Enhancing tomato leaf nitrogen analysis through portable NIR spectrometers combined with machine learning and chemometrics

Plant-Nitrogen is a vital element that significantly influences plant growth, fruit quality, and yield. However, excessive Nitrogen (N) fertilizer application can have adverse effects on both plant health and environment. Traditional methods of plant-N analysis face numerous challenges like time-consuming procedures, hazardous chemicals, low precision, and limited throughput, hindering efficient and accurate analysis in laboratories. In recent years, Near-Infrared Spectroscopy (NIRS) has emerged as an innovative and rapid method for plant-N analysis, offering non-destructive, cost-effective, and real-time measurements with high accuracy and throughput. This research aimed to explore the potential of utilizing miniaturized handheld Near-Infrared (NIR) sensors in conjunction with machine learning (ML) and chemometrics to assess the N status of tomato plants leaves in the field. Through this study, A comprehensive analysis involving 18 models utilizing different regression and spectral preprocessing methods was conducted. The findings indicate that combining the first- or second-order SG derivatives with the MSC is the optimal spectral data preprocessing method, and that incorporating wavelengths selection techniques, such as GA-PLS and GA-SVM, improves the predictive accuracy of the models by reducing the number of wavelengths considered.
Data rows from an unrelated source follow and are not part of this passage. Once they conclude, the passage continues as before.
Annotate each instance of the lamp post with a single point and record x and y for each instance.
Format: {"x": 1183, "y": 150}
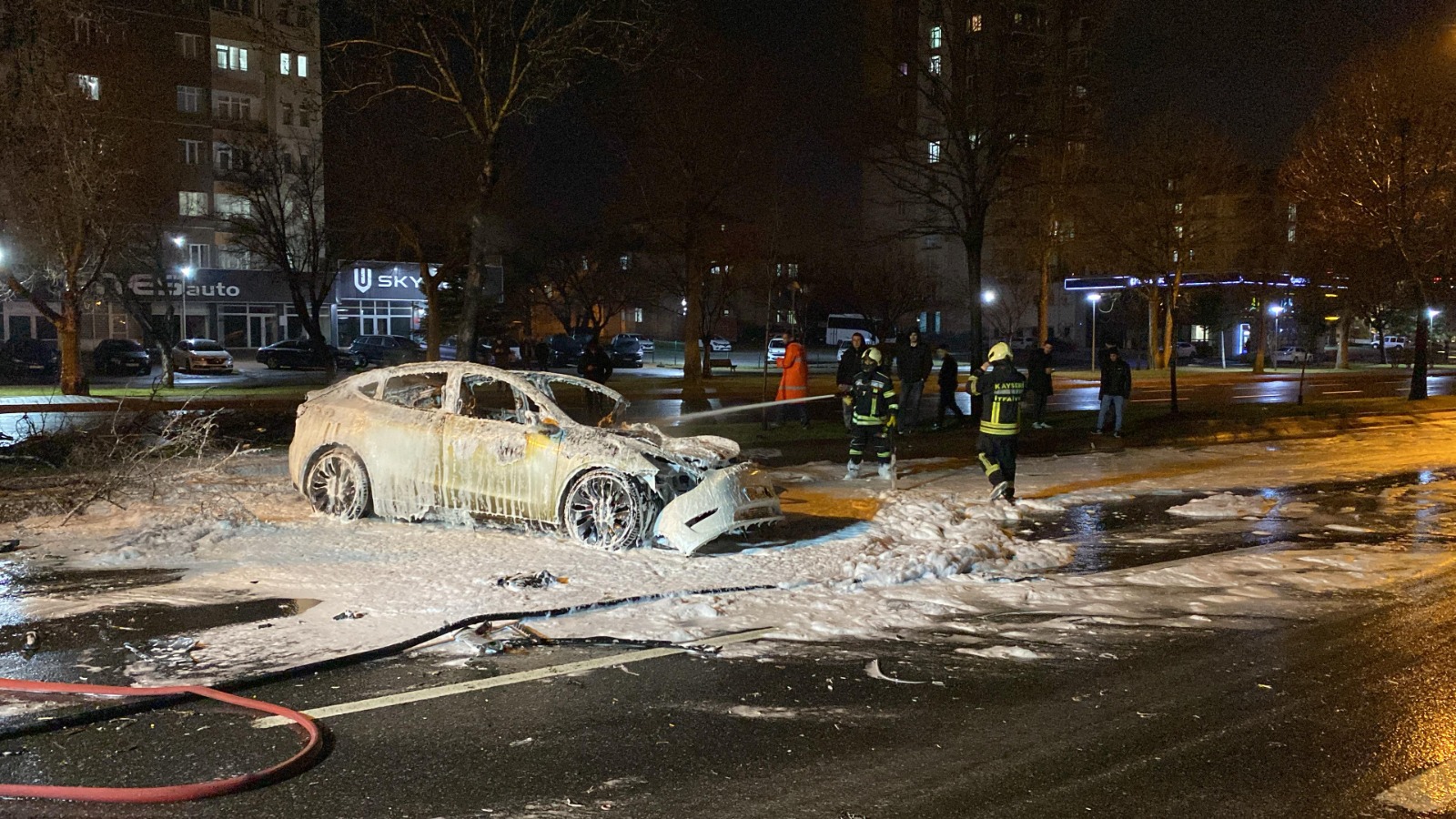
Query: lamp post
{"x": 1276, "y": 310}
{"x": 187, "y": 276}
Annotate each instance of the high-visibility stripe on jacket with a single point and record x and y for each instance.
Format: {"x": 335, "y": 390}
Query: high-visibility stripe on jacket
{"x": 795, "y": 380}
{"x": 1001, "y": 416}
{"x": 873, "y": 398}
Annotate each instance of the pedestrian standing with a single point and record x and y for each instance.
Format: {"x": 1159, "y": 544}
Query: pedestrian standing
{"x": 1002, "y": 387}
{"x": 849, "y": 361}
{"x": 950, "y": 378}
{"x": 1117, "y": 388}
{"x": 794, "y": 383}
{"x": 1038, "y": 383}
{"x": 874, "y": 409}
{"x": 915, "y": 369}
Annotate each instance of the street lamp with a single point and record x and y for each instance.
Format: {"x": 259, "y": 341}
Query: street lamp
{"x": 1276, "y": 310}
{"x": 187, "y": 276}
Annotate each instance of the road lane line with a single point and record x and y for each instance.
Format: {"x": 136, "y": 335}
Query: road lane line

The best model's performance was assessed using R2, RMSE, and RPD, yielding values of 81.0–82.8, 7.4–7.8, and 2.3–2.4, respectively. Overall, this study demonstrates that combining NIRS with ML and chemometrics enables effective evaluation of plant-N status using leaves total N content as a proxy variable and emphasizes the significance of integrating spectral preprocessing, modeling, and wavelengths selection techniques to enhance data quality and mitigate the influence of environmental factors that may impact the accuracy of NIRS-based evaluations.